Вопрос Чилдермана привел Далию в недоумение. Печати орденов часто передавались перевозчикам или торговым представителям, работавших с ними по договорам. Ничего необычного в этом не было. Но появление в Эрцету корабля с печатью ордена Турангалилы, полномочия владельца которой распространялись даже на смену энамэра, не могло пройти незамеченным. Далия хорошо знала, каким образом власть в ковчеге перешла в руки ее деда.
— Недели две назад в порт приходил цеппелин, капитан которого предъявил печать вашего ордена, — заговорила она. — Эрцету законопослушный город, и мы не отказали ему в помощи. Тем более что много и не требовалось. Только небольшой ремонт и топливо. Дирижабль простоял в порту два или три дня, команда с него не сходила, а потом он ушел. Вот и все.
— Замечательно. И вас не смутило, что исчезновение Кипура совпало по времени с отбытием дирижабля?
— А что, между этими событиями есть какая-то связь?
Чилдерман встал из кресла, положил туда шляпу и подошел к панорамному окну, за которым открывался вид на вечерний город.
— Связь здесь самая прямая, — Чилдерман заложил руки за спину. — Орден Турангалилы никогда не пользуется услугами никаких представителей. Печать, которую вы видели, принадлежит мне, и была утрачена в результате инцидента, приведшего меня в ваш город семьдесят лет назад. Согласитесь, в этом усматривается определенная ирония судьбы.
— Но... Но почему нам не сообщили? Почему Ноблерат не предупредил, что печать поддельная?
— А Ноблерат ничего и не знает. Это внутреннее дело ордена.
Чилдерман развернулся лицом к Далии.
— Поймите, госпожа энамэр — печать ордена это не просто побрякушка, позволяющая ее владельцу пинком открывать дверь в ваш кабинет и задарма заправляться. Печать — это сложный инструмент, созданный до Потопа.
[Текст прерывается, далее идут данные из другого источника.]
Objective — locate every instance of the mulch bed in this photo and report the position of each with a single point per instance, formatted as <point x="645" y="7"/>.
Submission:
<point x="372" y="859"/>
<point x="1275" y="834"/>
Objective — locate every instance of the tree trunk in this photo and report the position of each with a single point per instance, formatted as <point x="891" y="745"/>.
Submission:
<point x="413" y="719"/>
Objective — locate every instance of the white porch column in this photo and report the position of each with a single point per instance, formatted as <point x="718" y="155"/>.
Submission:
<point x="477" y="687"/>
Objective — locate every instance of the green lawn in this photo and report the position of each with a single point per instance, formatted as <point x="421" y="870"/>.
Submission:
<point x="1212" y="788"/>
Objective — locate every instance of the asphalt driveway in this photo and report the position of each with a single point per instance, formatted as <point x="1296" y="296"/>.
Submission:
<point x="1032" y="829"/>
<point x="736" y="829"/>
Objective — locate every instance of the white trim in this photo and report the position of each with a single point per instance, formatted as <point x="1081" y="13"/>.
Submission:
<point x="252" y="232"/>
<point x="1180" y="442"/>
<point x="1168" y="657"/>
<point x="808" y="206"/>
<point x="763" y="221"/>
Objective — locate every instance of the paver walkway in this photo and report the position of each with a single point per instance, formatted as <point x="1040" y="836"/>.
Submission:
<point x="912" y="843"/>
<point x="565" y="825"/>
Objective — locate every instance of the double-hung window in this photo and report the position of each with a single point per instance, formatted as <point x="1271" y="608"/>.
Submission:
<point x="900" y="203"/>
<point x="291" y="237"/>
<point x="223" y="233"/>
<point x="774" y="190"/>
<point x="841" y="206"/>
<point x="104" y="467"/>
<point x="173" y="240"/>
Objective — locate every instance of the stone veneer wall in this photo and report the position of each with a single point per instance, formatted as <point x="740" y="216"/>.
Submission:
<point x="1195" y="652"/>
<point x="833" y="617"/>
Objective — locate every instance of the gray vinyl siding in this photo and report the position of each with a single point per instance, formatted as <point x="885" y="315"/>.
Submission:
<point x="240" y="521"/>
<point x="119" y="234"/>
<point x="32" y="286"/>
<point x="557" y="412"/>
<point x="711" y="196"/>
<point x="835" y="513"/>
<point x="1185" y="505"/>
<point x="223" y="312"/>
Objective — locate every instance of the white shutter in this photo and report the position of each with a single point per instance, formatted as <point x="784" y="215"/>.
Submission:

Она суть ключ ко многим тайнам нашего мира, о чем, кстати, на Ницире давно догадываются. И знай там о пропаже печати, ее искали бы слишком многие. А мне не хотелось бы, чтобы она попала в чужие руки.
— Тогда вы не очень торопились ее найти.
— По счастью те идиоты, у которых сейчас находится печать, не в состоянии управлять ею. Все, что они могут, это тыкать в лицо трясущимся от страха энмаэрам и получать от них бесплатное топливо. Беда в том, что они не настолько тупы, чтобы прибегать к помощи печати слишком часто. И в том, что ее нынешние владельцы, известные вам как амореи, не проживают ни на одном из ковчегов, а значит найти их очень непросто.
Далия едва не поперхнулась при этих словах. Амореи, неуловимые пираты, уже не один десяток лет терроризировавшие торговые пути Индики! И она собственноручно помогла этим ублюдкам!
— Я полагаю, что они обитают на одном из тех немногих движущихся объектов, о которых после Потопа мало что известно, — продолжил Чилдерман. — Это тоже своего рода ковчег, но он не предназначен для проживания. Главная же неприятность заключается в том, что убежище амореев не привязано к определенному маршруту и движется самостоятельно. Я не могу отследить его траекторию без печати. Таким образом, пропажа из Эрцету человека, который очень хорошо представляет, что можно делать с помощью печати, меня совсем не радует. С другой стороны, утащив отсюда старого Кипура, амореи сделали большую глупость, потому что его саркофаг передает четкий сигнал.